Model Inference API error

Hi
I used XLM-RoBERTa for fine tuning this model to determine the text language. After training, I uploaded the model to the huggingface repository. When trying to use the Inference API on a model page for a model test I get an error
Can’t load tokenizer using from_pretrained, please update its configuration: data did not match any variant of untagged enum PyPreTokenizerTypeWrapper at line 83 column 3

from transformers import AutoTokenizer

tokenizer = AutoTokenizer.from_pretrained('xlm-roberta-base')

def tokenize_function(examples):
    return tokenizer(examples['text'], padding="max_length", truncation=True, max_length=128)

# Apply tokenization to each split
dataset = dataset.map(tokenize_function, batched=True)

from transformers import AutoModelForSequenceClassification

model = AutoModelForSequenceClassification.from_pretrained('xlm-roberta-base', num_labels=21)

from transformers import Trainer, TrainingArguments
from sklearn.metrics import accuracy_score, precision_recall_fscore_support
import numpy as np

def compute_metrics(pred):
    labels = pred.label_ids
    preds = pred.predictions.argmax(-1)
    precision, recall, f1, _ = precision_recall_fscore_support(labels, preds, average='weighted')
    acc = accuracy_score(labels, preds)
    return {
        'accuracy': acc,
        'f1': f1,
        'precision': precision,
        'recall': recall
    }

training_args = TrainingArguments(
    output_dir='./results',          
    num_train_epochs=3,              
    per_device_train_batch_size=16,  
    per_device_eval_batch_size=64,   
    warmup_steps=500,                
    weight_decay=0.01,               
    logging_dir='./logs',            
    logging_steps=10,
    evaluation_strategy="epoch",
    save_strategy="epoch"
)

trainer = Trainer(
    model=model,
    args=training_args,
    train_dataset=dataset['train'],
    eval_dataset=dataset['validation'],
    compute_metrics=compute_metrics
)

trainer.train()


from huggingface_hub import notebook_login

notebook_login()

repo_name = "my_repo"

model.push_to_hub(repo_name)
tokenizer.push_to_hub(repo_name)


Why could this be?

1 Like

Thanks for reporting, will ping the team.

Looks like the same issue as Can't load tokenizer using from_pretrained, Inference API

1 Like

I am also facing the same issue.

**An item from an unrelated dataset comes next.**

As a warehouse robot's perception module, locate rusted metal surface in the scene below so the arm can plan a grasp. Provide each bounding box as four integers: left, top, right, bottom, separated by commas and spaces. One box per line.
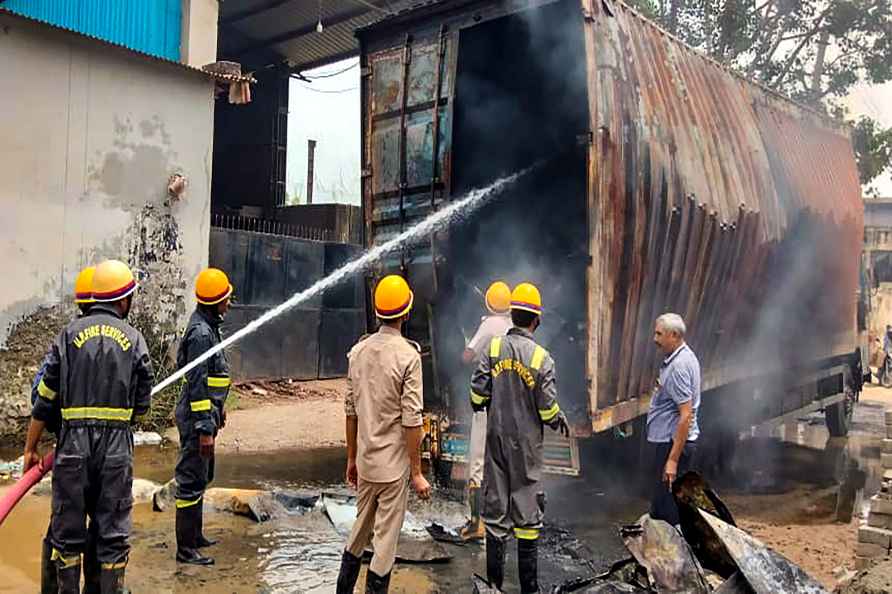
361, 0, 863, 431
582, 0, 863, 430
698, 510, 827, 594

It still doesn’t work on Model’s default Inference API but I could make it work with MBart50Tokenizer on HF space. Here is the Space I was testing it.

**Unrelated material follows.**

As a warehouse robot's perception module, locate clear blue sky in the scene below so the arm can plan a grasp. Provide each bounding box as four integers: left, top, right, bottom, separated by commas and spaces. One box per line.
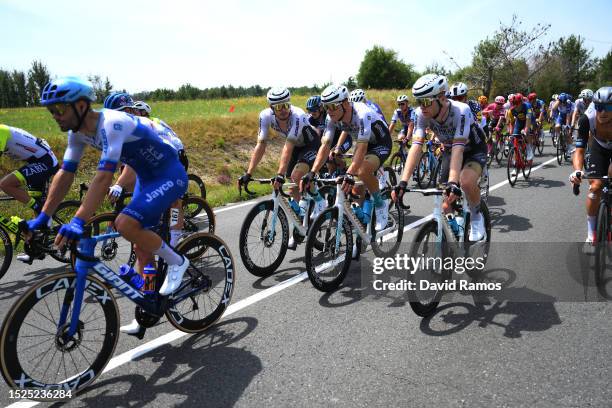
0, 0, 612, 92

I also tried running it through space. I have an error there too

Could you please try the XLMRobertaTokenizer tokenizer instead of AutoTokenizer and let me know?

1 Like

@asif00 Asif thank you very much. I really should have used the XLMRobertaTokenizer
Thanks

1 Like

You are welcome!!!

1 Like

This topic was automatically closed 12 hours after the last reply. New replies are no longer allowed.